Nachkommen rauben Hummeln den Schlaf
Eine rastlose Dunkle Erdhummel. Foto: Niels Gründel
Arbeiterinnen von Hummeln schlafen deutlich weniger, sobald sie sich um die Versorgung von Nachkommen kümmern. Unter einem Schlafdefizit leiden sie aber nicht.
Schlaf ist bei Wirbeltieren und Wirbellosen allgegenwärtig. Er ist förderlich für die Gesundheit und Aufrechterhaltung der Leistungsfähigkeit. Nichtsdestotrotz können einige Tiere ihre Schlafphasen reduzieren, etwa um die Zeiten der Nahrungsaufnahme zu verlängern, während einer saisonalen Migration oder für größere Paarungschancen.
Wissenschaftler sind der Hypothese nachgegangen, ob auch Arbeiterinnen Dunkler Erdhummeln Bombus terrestris ihren Schlaf einschränken, um die Brutpflege zu verbessern. Dazu kombinierten sie in ihren Untersuchungen detaillierte Verhaltensanalysen und Schlafentzugsexperimente und überwachten die Hummeln per Videoaufzeichnungen. Zuerst einmal stellten sie sicher, dass auch Hummeln richtig schlafen und das tun sie.
Bei ihren Folge-Experimenten fanden die Forscher heraus, dass isolierte Arbeiterinnen ihre Schlafphasen sowohl in Gegenwart von Larven, die gefüttert werden müssen, als auch Puppen, die nicht gefüttert werden müssen, erheblich verkürzen.
Ein insgesamt herabgesetzter Schlaf korrelierte auch mit dem Bau von Wachstöpfchen Rund-um-die-Uhr, was typisch für nestgründende Königinnen ist. Kokons, aus denen die Forscher die Puppen entfernten, lösten bei den Arbeiterinnen einen ähnlichen vorübergehenden Schlafverlust aus. Die Wissenschaftler vermuten dahinter als Auslöser Brutpherome als Trigger für die Verhaltensänderung.
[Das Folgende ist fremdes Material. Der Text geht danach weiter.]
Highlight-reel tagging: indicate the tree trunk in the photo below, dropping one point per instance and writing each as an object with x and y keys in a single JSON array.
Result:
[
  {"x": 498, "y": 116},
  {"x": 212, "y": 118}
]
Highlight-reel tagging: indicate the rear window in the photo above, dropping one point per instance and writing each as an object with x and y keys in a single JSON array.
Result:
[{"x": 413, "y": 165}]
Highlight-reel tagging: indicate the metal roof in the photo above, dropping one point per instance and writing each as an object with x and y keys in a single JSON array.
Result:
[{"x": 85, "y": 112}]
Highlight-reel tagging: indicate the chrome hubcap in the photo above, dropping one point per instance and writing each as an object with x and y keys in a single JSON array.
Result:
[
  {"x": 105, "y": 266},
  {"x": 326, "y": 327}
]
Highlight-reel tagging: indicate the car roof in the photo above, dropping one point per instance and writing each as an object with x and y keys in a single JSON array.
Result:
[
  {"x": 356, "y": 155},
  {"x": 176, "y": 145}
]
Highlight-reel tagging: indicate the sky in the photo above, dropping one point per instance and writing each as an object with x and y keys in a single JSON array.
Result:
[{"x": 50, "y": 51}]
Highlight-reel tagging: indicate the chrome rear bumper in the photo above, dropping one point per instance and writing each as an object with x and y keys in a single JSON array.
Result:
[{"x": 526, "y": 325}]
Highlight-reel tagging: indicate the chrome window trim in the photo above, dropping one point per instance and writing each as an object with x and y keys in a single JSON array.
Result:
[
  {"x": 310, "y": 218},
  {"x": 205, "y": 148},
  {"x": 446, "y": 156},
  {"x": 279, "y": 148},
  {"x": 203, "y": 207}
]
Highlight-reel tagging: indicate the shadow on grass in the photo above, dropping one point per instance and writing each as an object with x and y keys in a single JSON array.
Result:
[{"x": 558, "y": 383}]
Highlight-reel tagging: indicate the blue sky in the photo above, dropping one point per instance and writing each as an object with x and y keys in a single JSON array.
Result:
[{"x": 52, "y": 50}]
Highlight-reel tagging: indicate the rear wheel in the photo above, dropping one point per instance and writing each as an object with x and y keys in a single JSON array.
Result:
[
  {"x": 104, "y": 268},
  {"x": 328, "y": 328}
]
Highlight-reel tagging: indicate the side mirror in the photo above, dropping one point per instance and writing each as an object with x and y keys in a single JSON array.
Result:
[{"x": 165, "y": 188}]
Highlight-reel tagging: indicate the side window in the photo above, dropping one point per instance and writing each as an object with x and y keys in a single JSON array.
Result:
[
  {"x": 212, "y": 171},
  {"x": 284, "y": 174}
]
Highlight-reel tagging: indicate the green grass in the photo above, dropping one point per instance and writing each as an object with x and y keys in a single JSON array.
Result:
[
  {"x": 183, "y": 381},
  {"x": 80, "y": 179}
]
Der Schlaf von Hummeln reagiert unglaublich empfindlich auf das Vorhandensein von Brut. Der Bruteffekt wurde am besten durch die Zunahme der Schlafdauer am Tag nach der Brutentfernung veranschaulicht. Dieser Effekt erinnert an Studien von Nishihara et. al 1998 und Volkovich et. al 2018 mit menschlichen Müttern, die seltener in unmittelbarer Nähe ihres Kindes schlafen.
Die Befunde bei Säugetieren und Bienen sind funktionell sinnvoll, da ihre Neugeborenen hilflos und auf die Fürsorge von Erwachsenen angewiesen sind. Während bei Menschen Neugeborene aktiv oder akustisch um die Aufmerksamkeit der Erwachsenen werben, bewegt sich eine Hummel-Puppe nicht, gibt keine akustischen Signale von sich und muss nicht einmal gefüttert werden. Und doch reduzieren die scheinbar passiven Puppen den Schlaf der betreuenden Erwachsenen.
Die plausibelste Erklärung für den nachgewiesenen schlafreduzierenden Effekt besteht darin, dass Pheromone auf entleerten Kokons belassen werden und ihre Wirkung aufgrund von Zersetzung oder Verdunstung allmählich nachlässt.
Interessanterweise hat die Brut bei Honigbienen etwas andere Wirkungen: Das Vorhandensein von Brut vermindert den Tagesrhythmus der Ammenbienen, beeinflusst jedoch nicht deren Schlafmenge wie Nagari et. al 2017 und Shemesh et. al 2010 zeigten.
Die Arbeiterinnen bei Hummeln füttern die Puppen nicht und dennoch werden sie um ihren Schlaf gebracht: Möglicherweise hängt dies mit der Bruttemperatur und weiteren Bestandteile der Mikroumgebung zusammen, die genau reguliert werden muss. Bei Honigbienen etwa beeinträchtigen schon geringfügige Abweichung von der optimalen Temperatur die Entwicklung der Puppen.
Brutpflegende Hummeln reduzieren die Schlafdauer dramatisch. Die Beobachtungen der Forscher legen nahe, dass brutpflegende Hummel keinen Schlafdefizit haben, sondern ihren Schlafbedarf reduzieren können.
Dieser Mechanismus könnte die Versorgung abhängiger Nachkommen verbessern, sogar bei Arbeiterinnen sozialer Insekten, die sich nicht um ihre eigenen Nachkommen kümmern.
Ob ein reduzierter Schlaf bei brutpflegenden Hummeln andere Auswirkungen hat – etwa eine Beeinträchtigung ihrer kognitiven Leistungen oder sich auf ihre Gesundheit auswirkt – war nicht Teil der nun vorgelegten Studie.